この曲は世界各国でチャート1位に輝き、2005年グラミー賞でブリトニーにとって初めてのBest Dance Recording賞を獲得した曲です。
ミュージック・ビデオは、1億円以上の予算をかけて制作され、ブリトニーのミュージック・ビデオの中では最も高いものとなっています。このミュージック・ビデオは、MTV ビデオミュージックアワード(2004)で、美術監督のChris Watts(クリス・ワッツ)はが“ベスト視聴効果賞”を受賞しました。
⑨ 5.9億回 Maroon 5 featuring SZA 「What Lovers Do」
※What Lovers Do YouTubeより。
第9位はMaroon 5 (マルーン5)がSZA(シザ)をフューチャリングした「What Lovers Do」
この曲は、マルーン5が2017年にリリースした6枚目のスタジオアルバム『RedPill Blues』からの3番目のシングルカット曲です。
アメリカのビルボード・ホット100で9位になり、フューチャリングのシザにとって、初めてトップ10以内にランクインした曲となりました。
この曲は、男性が女性を「What Lovers Do(恋人達がしているようなことを、僕らもしようよ)」と誘っているような内容で、ミュージック・ビデオでは歌詞の内容に合わせて、アダムがシザをずっと誘い続ける(追いかけ回す)という内容になっています。
⑧ 7.7億回 Taylor Swift「Wildest Dreams」
※ Wildest Dreams YouTubeより。
第8位はTaylor Swift (テイラー・スウィフト)の「Wildest Dreams」
この曲は、テイラー・スウィフトの2014年に発売された5枚目のスタジオアルバム『1989』からのシングルカット曲です。

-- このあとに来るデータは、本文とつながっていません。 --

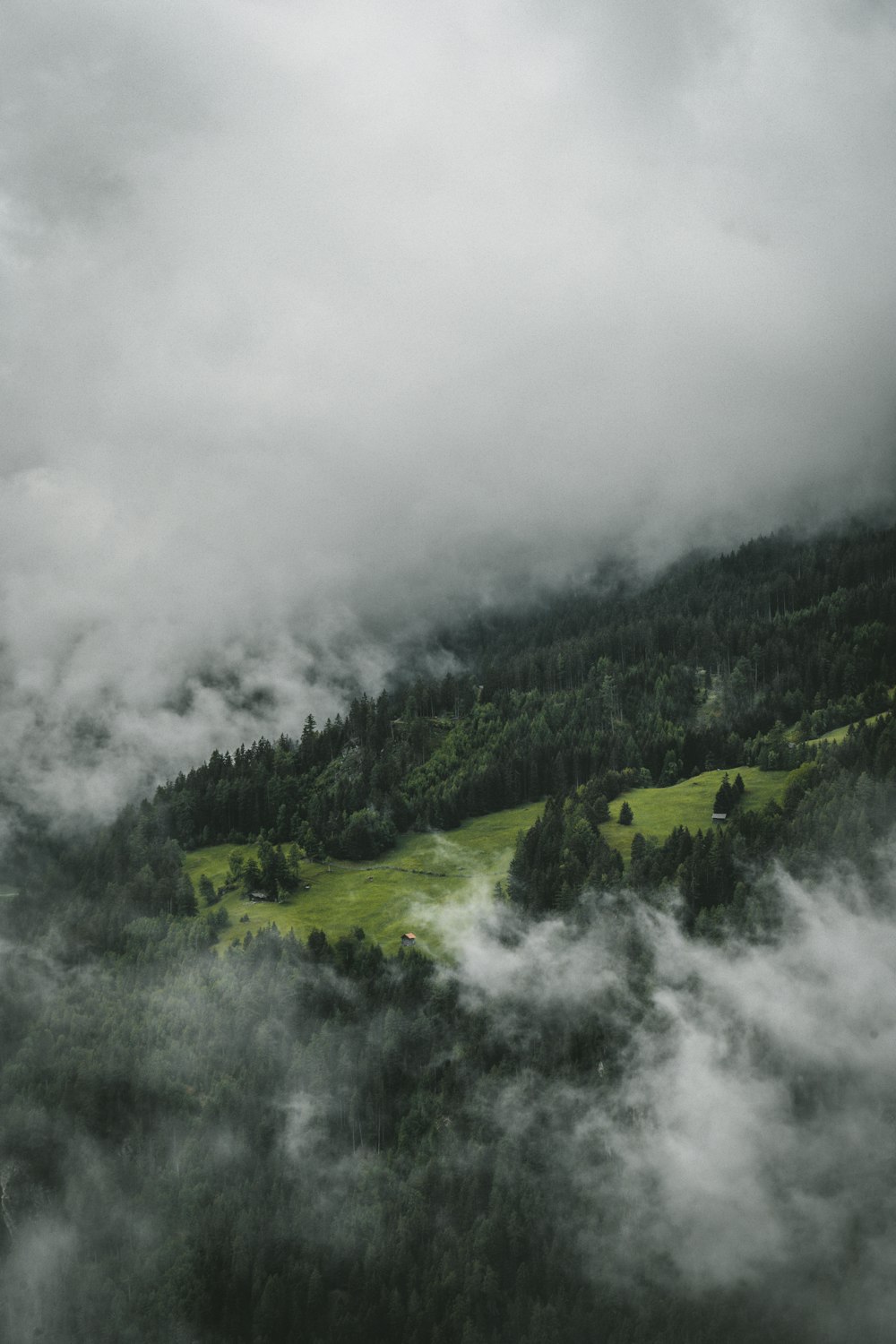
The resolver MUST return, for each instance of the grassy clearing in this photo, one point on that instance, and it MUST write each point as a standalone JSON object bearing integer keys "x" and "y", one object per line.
{"x": 384, "y": 894}
{"x": 657, "y": 812}
{"x": 839, "y": 734}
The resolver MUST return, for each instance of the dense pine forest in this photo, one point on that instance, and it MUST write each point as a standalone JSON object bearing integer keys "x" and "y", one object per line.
{"x": 645, "y": 1102}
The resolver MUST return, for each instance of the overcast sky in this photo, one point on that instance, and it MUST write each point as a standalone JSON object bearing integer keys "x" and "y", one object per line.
{"x": 317, "y": 320}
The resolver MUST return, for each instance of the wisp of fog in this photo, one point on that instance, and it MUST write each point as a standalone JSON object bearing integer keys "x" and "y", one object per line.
{"x": 327, "y": 323}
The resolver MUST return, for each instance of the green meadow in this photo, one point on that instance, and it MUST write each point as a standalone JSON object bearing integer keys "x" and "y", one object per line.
{"x": 839, "y": 734}
{"x": 400, "y": 892}
{"x": 657, "y": 812}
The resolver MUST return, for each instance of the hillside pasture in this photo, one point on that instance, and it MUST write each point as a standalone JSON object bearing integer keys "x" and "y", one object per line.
{"x": 657, "y": 812}
{"x": 382, "y": 895}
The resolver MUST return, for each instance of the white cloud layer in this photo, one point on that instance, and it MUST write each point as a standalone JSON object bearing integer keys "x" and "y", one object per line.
{"x": 331, "y": 319}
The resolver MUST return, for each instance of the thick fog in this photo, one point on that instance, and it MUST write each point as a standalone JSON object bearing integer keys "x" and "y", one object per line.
{"x": 325, "y": 322}
{"x": 745, "y": 1137}
{"x": 737, "y": 1137}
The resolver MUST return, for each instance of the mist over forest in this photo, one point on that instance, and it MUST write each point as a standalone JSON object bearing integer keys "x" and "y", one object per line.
{"x": 327, "y": 324}
{"x": 414, "y": 419}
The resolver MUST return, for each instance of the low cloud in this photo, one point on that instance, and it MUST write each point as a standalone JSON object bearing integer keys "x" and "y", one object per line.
{"x": 323, "y": 324}
{"x": 737, "y": 1137}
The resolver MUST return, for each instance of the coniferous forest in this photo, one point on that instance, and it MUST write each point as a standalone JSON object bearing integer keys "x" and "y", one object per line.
{"x": 645, "y": 1102}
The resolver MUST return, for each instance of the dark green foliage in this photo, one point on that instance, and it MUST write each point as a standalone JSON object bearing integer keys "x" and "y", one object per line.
{"x": 689, "y": 672}
{"x": 316, "y": 1142}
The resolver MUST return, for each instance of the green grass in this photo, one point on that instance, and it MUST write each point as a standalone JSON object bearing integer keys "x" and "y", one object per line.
{"x": 657, "y": 812}
{"x": 839, "y": 734}
{"x": 402, "y": 890}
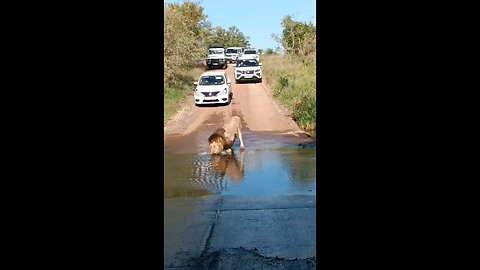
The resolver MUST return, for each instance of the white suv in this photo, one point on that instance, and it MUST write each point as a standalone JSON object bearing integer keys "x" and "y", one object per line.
{"x": 248, "y": 69}
{"x": 232, "y": 54}
{"x": 213, "y": 87}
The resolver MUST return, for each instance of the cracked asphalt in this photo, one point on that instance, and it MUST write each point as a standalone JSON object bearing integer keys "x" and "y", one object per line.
{"x": 240, "y": 232}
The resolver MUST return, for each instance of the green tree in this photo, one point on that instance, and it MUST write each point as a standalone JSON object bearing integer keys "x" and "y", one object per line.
{"x": 298, "y": 38}
{"x": 183, "y": 28}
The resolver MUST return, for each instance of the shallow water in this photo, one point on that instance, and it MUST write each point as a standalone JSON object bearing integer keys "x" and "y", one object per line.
{"x": 279, "y": 170}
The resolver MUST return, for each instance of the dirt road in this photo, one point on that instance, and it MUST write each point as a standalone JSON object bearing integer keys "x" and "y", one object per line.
{"x": 251, "y": 101}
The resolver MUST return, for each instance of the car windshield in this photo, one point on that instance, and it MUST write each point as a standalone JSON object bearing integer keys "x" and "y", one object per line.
{"x": 215, "y": 52}
{"x": 247, "y": 63}
{"x": 211, "y": 80}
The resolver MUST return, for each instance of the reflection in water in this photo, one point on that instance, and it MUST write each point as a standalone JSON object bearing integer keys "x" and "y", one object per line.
{"x": 285, "y": 171}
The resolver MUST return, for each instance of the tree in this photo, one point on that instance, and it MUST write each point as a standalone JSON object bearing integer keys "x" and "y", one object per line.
{"x": 183, "y": 37}
{"x": 298, "y": 38}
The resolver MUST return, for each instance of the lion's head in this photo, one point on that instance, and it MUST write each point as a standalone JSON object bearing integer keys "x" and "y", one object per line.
{"x": 217, "y": 141}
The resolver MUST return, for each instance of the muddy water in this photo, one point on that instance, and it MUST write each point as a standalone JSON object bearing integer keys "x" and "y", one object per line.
{"x": 270, "y": 165}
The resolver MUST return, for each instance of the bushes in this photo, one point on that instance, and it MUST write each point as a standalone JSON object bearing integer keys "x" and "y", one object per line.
{"x": 294, "y": 85}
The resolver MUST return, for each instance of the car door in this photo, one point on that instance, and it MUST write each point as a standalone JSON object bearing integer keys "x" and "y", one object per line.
{"x": 229, "y": 84}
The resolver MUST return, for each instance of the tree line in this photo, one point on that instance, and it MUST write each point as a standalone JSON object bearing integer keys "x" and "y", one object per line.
{"x": 187, "y": 35}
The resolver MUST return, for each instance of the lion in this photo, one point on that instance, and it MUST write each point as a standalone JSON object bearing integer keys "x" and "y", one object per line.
{"x": 223, "y": 138}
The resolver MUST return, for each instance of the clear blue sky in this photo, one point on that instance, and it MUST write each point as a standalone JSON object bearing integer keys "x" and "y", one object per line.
{"x": 257, "y": 19}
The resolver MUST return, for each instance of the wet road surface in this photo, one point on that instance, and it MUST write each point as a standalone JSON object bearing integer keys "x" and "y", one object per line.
{"x": 252, "y": 210}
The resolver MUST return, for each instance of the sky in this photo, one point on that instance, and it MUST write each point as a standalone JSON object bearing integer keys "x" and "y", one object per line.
{"x": 257, "y": 19}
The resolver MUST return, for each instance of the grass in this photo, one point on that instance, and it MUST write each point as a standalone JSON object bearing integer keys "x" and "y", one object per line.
{"x": 177, "y": 91}
{"x": 294, "y": 85}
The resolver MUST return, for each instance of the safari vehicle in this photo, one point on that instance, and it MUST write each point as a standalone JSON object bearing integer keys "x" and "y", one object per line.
{"x": 248, "y": 69}
{"x": 216, "y": 57}
{"x": 232, "y": 54}
{"x": 213, "y": 87}
{"x": 252, "y": 52}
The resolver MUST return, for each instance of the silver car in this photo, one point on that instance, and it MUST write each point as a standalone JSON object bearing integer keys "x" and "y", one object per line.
{"x": 213, "y": 87}
{"x": 248, "y": 69}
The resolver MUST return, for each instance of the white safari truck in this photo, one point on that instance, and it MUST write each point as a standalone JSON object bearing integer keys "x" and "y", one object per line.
{"x": 216, "y": 57}
{"x": 232, "y": 53}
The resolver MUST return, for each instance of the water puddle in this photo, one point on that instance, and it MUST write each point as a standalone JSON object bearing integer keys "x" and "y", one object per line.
{"x": 268, "y": 166}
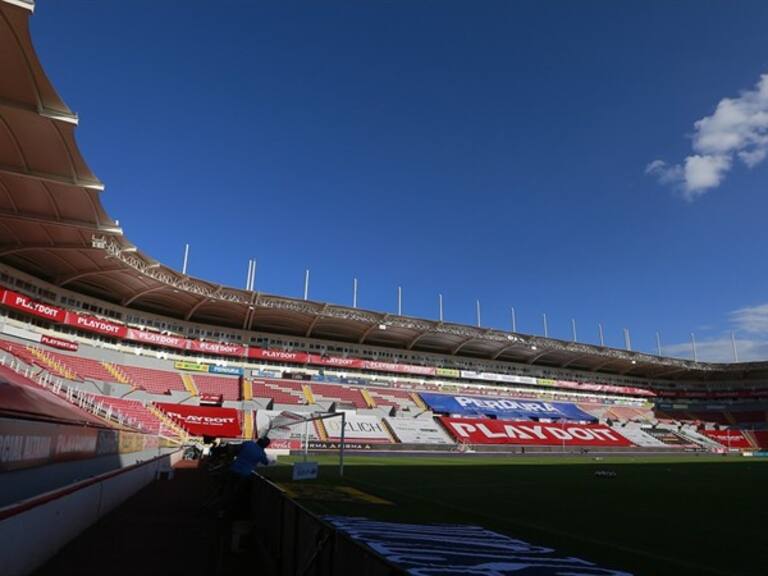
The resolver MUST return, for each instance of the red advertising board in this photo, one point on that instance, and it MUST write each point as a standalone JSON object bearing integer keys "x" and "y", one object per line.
{"x": 278, "y": 355}
{"x": 205, "y": 420}
{"x": 218, "y": 348}
{"x": 94, "y": 324}
{"x": 20, "y": 302}
{"x": 59, "y": 343}
{"x": 525, "y": 433}
{"x": 156, "y": 338}
{"x": 728, "y": 438}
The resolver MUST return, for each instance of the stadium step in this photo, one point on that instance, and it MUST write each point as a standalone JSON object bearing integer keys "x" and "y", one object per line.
{"x": 247, "y": 389}
{"x": 418, "y": 401}
{"x": 368, "y": 398}
{"x": 52, "y": 364}
{"x": 307, "y": 390}
{"x": 189, "y": 384}
{"x": 120, "y": 376}
{"x": 247, "y": 425}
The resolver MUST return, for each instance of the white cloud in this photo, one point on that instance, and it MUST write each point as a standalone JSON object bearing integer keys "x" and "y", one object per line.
{"x": 751, "y": 319}
{"x": 721, "y": 350}
{"x": 738, "y": 128}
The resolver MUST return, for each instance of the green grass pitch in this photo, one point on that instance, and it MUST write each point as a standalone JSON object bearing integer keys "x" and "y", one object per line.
{"x": 680, "y": 515}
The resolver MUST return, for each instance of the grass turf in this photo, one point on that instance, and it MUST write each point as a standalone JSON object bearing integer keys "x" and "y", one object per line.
{"x": 702, "y": 515}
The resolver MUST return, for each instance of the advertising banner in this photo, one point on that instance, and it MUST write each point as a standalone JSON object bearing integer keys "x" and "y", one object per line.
{"x": 190, "y": 366}
{"x": 218, "y": 348}
{"x": 20, "y": 302}
{"x": 205, "y": 420}
{"x": 445, "y": 549}
{"x": 94, "y": 324}
{"x": 228, "y": 370}
{"x": 418, "y": 431}
{"x": 504, "y": 407}
{"x": 449, "y": 372}
{"x": 59, "y": 343}
{"x": 728, "y": 438}
{"x": 24, "y": 443}
{"x": 486, "y": 431}
{"x": 278, "y": 355}
{"x": 358, "y": 429}
{"x": 156, "y": 338}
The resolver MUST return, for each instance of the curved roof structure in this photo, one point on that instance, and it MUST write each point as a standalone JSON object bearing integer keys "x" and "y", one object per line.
{"x": 53, "y": 226}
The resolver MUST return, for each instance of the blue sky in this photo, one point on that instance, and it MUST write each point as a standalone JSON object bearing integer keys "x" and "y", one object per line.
{"x": 544, "y": 155}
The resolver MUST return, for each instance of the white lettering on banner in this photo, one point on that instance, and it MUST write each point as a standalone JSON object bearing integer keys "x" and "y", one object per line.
{"x": 484, "y": 429}
{"x": 194, "y": 419}
{"x": 422, "y": 550}
{"x": 66, "y": 444}
{"x": 463, "y": 429}
{"x": 39, "y": 308}
{"x": 97, "y": 324}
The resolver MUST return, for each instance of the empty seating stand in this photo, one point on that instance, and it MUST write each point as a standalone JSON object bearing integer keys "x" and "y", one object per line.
{"x": 339, "y": 393}
{"x": 227, "y": 387}
{"x": 280, "y": 391}
{"x": 151, "y": 380}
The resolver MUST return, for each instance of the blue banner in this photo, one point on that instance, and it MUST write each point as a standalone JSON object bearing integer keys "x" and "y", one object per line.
{"x": 504, "y": 408}
{"x": 231, "y": 370}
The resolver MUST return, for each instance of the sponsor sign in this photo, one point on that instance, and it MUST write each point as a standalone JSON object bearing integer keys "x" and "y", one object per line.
{"x": 728, "y": 438}
{"x": 508, "y": 408}
{"x": 304, "y": 470}
{"x": 205, "y": 420}
{"x": 449, "y": 372}
{"x": 24, "y": 444}
{"x": 357, "y": 428}
{"x": 94, "y": 324}
{"x": 60, "y": 343}
{"x": 278, "y": 355}
{"x": 211, "y": 399}
{"x": 20, "y": 302}
{"x": 486, "y": 431}
{"x": 229, "y": 370}
{"x": 190, "y": 366}
{"x": 445, "y": 549}
{"x": 418, "y": 431}
{"x": 156, "y": 339}
{"x": 217, "y": 348}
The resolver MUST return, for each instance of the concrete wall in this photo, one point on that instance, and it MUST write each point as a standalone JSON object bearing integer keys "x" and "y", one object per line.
{"x": 30, "y": 535}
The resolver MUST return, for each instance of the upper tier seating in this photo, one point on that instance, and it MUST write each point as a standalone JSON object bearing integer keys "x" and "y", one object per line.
{"x": 151, "y": 380}
{"x": 280, "y": 391}
{"x": 228, "y": 387}
{"x": 138, "y": 412}
{"x": 339, "y": 393}
{"x": 86, "y": 368}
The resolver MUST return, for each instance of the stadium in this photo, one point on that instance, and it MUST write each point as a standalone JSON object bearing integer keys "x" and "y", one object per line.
{"x": 443, "y": 448}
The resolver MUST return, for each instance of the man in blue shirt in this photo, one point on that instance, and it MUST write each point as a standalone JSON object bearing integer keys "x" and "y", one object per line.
{"x": 250, "y": 455}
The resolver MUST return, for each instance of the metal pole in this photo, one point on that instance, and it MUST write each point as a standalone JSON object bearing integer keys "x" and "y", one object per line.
{"x": 341, "y": 448}
{"x": 693, "y": 347}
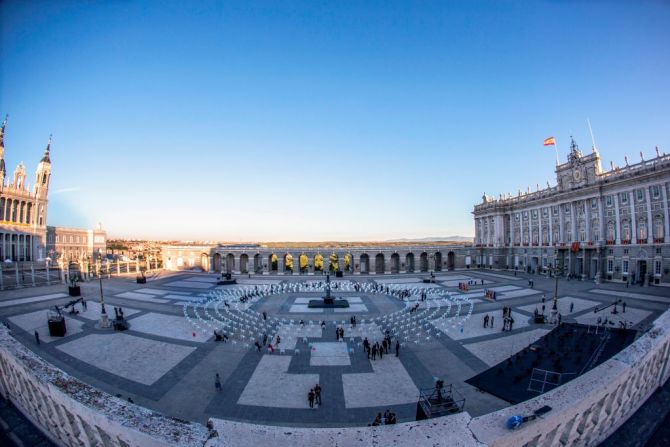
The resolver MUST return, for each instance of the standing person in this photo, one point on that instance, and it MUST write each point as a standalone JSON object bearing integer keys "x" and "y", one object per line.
{"x": 310, "y": 398}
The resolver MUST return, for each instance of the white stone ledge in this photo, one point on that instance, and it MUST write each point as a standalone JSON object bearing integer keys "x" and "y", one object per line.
{"x": 36, "y": 387}
{"x": 584, "y": 411}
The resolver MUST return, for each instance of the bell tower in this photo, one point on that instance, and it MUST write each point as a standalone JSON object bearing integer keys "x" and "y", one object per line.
{"x": 3, "y": 169}
{"x": 43, "y": 174}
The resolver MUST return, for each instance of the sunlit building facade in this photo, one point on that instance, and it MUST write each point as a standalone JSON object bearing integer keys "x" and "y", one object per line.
{"x": 23, "y": 209}
{"x": 603, "y": 225}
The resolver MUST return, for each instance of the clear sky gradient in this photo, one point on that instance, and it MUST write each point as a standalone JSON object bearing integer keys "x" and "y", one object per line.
{"x": 320, "y": 120}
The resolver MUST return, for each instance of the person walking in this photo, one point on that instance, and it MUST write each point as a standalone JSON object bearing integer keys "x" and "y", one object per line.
{"x": 317, "y": 394}
{"x": 310, "y": 398}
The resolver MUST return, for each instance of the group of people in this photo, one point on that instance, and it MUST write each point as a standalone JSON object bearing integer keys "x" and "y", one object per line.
{"x": 270, "y": 346}
{"x": 314, "y": 396}
{"x": 488, "y": 320}
{"x": 389, "y": 418}
{"x": 508, "y": 321}
{"x": 379, "y": 349}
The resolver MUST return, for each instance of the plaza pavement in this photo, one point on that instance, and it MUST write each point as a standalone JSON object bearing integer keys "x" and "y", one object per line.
{"x": 167, "y": 359}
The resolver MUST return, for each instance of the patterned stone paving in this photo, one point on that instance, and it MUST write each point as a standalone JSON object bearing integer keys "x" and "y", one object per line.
{"x": 162, "y": 365}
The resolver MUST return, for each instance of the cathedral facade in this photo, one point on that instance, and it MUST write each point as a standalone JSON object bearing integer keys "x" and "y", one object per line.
{"x": 23, "y": 208}
{"x": 594, "y": 224}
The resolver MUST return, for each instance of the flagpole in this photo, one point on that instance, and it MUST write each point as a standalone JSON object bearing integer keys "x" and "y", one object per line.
{"x": 556, "y": 148}
{"x": 588, "y": 121}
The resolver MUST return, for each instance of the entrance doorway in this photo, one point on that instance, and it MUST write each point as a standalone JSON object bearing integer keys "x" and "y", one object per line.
{"x": 641, "y": 271}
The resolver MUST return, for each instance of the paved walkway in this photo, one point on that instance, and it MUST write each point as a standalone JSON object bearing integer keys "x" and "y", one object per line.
{"x": 167, "y": 359}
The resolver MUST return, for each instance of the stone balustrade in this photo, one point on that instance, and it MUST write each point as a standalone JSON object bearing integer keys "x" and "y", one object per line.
{"x": 584, "y": 412}
{"x": 72, "y": 413}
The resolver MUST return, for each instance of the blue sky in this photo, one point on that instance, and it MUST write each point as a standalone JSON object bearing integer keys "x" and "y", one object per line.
{"x": 320, "y": 120}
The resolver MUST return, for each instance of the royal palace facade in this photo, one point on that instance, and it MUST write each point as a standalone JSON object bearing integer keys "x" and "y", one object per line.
{"x": 602, "y": 225}
{"x": 23, "y": 210}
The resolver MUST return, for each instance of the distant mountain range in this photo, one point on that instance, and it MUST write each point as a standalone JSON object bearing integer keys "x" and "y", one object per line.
{"x": 434, "y": 239}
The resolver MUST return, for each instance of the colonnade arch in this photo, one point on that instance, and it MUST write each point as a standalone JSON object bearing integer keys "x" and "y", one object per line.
{"x": 318, "y": 262}
{"x": 379, "y": 264}
{"x": 409, "y": 262}
{"x": 230, "y": 263}
{"x": 288, "y": 262}
{"x": 438, "y": 261}
{"x": 365, "y": 263}
{"x": 333, "y": 263}
{"x": 423, "y": 262}
{"x": 392, "y": 260}
{"x": 395, "y": 263}
{"x": 244, "y": 263}
{"x": 304, "y": 263}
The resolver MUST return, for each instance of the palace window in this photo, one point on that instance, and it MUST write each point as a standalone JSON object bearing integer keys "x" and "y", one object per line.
{"x": 655, "y": 191}
{"x": 658, "y": 228}
{"x": 625, "y": 231}
{"x": 642, "y": 229}
{"x": 623, "y": 198}
{"x": 611, "y": 231}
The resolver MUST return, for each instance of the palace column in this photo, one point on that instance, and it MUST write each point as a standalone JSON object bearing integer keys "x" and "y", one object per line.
{"x": 666, "y": 215}
{"x": 633, "y": 218}
{"x": 617, "y": 230}
{"x": 650, "y": 222}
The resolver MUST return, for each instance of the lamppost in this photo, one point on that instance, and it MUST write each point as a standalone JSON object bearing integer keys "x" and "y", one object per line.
{"x": 553, "y": 319}
{"x": 104, "y": 318}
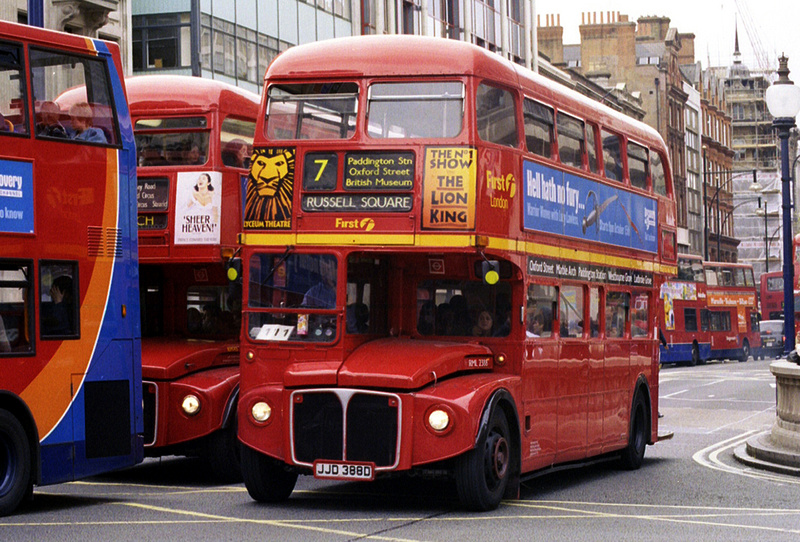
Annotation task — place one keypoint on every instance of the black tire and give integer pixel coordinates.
(15, 463)
(632, 456)
(266, 479)
(483, 473)
(745, 351)
(222, 455)
(695, 355)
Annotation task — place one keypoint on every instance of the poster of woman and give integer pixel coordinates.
(197, 214)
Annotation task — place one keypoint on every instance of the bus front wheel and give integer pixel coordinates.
(633, 454)
(15, 463)
(266, 479)
(483, 473)
(745, 351)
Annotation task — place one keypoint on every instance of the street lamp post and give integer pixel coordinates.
(783, 102)
(766, 234)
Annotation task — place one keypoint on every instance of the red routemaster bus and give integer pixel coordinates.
(70, 366)
(732, 300)
(451, 265)
(682, 314)
(771, 295)
(194, 137)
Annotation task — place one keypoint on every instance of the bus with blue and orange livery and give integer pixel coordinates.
(70, 352)
(451, 267)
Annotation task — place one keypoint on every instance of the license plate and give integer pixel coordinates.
(337, 470)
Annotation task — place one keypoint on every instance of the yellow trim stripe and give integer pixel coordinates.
(449, 240)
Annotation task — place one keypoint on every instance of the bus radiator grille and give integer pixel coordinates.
(342, 425)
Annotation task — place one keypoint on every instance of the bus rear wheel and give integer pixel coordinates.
(633, 454)
(15, 463)
(483, 473)
(266, 479)
(745, 351)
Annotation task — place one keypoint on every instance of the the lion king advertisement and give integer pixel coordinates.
(270, 189)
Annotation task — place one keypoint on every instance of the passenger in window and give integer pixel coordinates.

「WildestDreams」は、ポップミュージック界の巨匠Max Martin(マックス・マーティン)とShellback(シェルバック)の共作で、恋人達の別れを歌っている内容です。
ミュージック・ビデオは、1950年代のハリウッド時代が舞台で、テイラーは女優役を演じています。アフリカでの映画撮影中に共演者と恋に落ちたテイラーが、撮影終了と共に恋も終わりを迎えてしまうという内容です。
このミュージック・ビデオは非常に好評で、2016年 MTV ヨーロッパミュージックアワードの“ベストフレッシュビデオ”にノミネートされました。
しかし一部からこのミュージック・ビデオは、植民地主義を称賛しているのではという批判を受けた為、テイラーは、ビデオの収益を全て寄付することを発表しました。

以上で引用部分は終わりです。